Find the circumference of the inner and the outer circles, shown in the figure? (Take π = 3.14)
Solution:
Radius of the outer circle (R) = 19 m
∴ Circumference of the outer circle = 2πR
= 2 x 3.14 x 19 m = 119.32 m
Again, Radius of the inner circle (r)
= 19 m – 10 m = 9 m
∴ Circumference of the inner circle = 2πr
= 2 x 3.14 x 9 m = 56.52 m
Question 16.
How many times a wheel of radius 28 cm must rotate to go 352 m? ( Taken π = \(\frac { 22 }{ 7 }\) )
Solution:
Radius of the wheel (r) = 28 cm
∴ Circumference of the wheel = 2πr
= 2 x \(\frac { 22 }{ 7 }\) x 28 cm
= 2 x 22 x 4 cm = 176 cm
So, the wheel can cover 176 cm of distance in a rotation.
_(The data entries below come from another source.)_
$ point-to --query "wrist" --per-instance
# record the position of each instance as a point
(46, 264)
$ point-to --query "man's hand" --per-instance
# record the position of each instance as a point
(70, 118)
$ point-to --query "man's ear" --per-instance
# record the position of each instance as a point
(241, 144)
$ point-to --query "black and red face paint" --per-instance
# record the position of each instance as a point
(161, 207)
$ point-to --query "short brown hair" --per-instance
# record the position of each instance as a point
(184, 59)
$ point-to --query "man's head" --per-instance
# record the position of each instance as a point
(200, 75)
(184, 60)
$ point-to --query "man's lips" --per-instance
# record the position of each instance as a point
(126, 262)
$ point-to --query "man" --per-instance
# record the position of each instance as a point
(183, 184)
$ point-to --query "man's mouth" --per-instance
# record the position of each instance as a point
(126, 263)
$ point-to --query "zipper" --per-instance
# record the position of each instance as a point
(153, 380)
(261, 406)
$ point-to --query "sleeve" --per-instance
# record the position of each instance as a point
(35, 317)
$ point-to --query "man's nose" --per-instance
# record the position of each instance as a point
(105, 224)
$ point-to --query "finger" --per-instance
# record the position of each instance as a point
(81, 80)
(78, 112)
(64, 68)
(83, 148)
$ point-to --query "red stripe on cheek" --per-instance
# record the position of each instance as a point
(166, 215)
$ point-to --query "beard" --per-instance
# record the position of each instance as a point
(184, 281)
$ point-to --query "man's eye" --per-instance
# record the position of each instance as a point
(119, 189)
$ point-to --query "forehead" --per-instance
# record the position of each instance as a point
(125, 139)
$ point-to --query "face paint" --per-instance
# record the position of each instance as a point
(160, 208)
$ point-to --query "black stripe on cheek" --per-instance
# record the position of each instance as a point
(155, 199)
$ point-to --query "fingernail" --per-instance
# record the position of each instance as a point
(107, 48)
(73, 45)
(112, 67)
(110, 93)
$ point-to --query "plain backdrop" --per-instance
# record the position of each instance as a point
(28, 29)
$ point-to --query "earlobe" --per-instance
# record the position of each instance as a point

Total distance to be covered = 352 m
= 352 x 100 cm
∴ Number of rotations = \(\frac { 352×100 }{ 176 }\)
= 2 x 100 = 200
Thus, the distance of 352 m will be covered in 200 turns.
Question 17.
The minute hand of a circular clock is 15 cm long. How far does the tip of the minute hand move in 1 hour. (Take π = 3.14)
Solution:
∵ Length of the minute hand = 15 cm
∴ Radius of the circle made by the tip of the minute hand (r) = 15 cm.
Perimeter of the circle so formed = 2πr
= 2 x (3.14) x (15 cm) = 94.2 cm
Since, the minute hand describes one complete revolution in one hour.
Thus, the distance covered by the tip of the minute hand = 94.2 cm.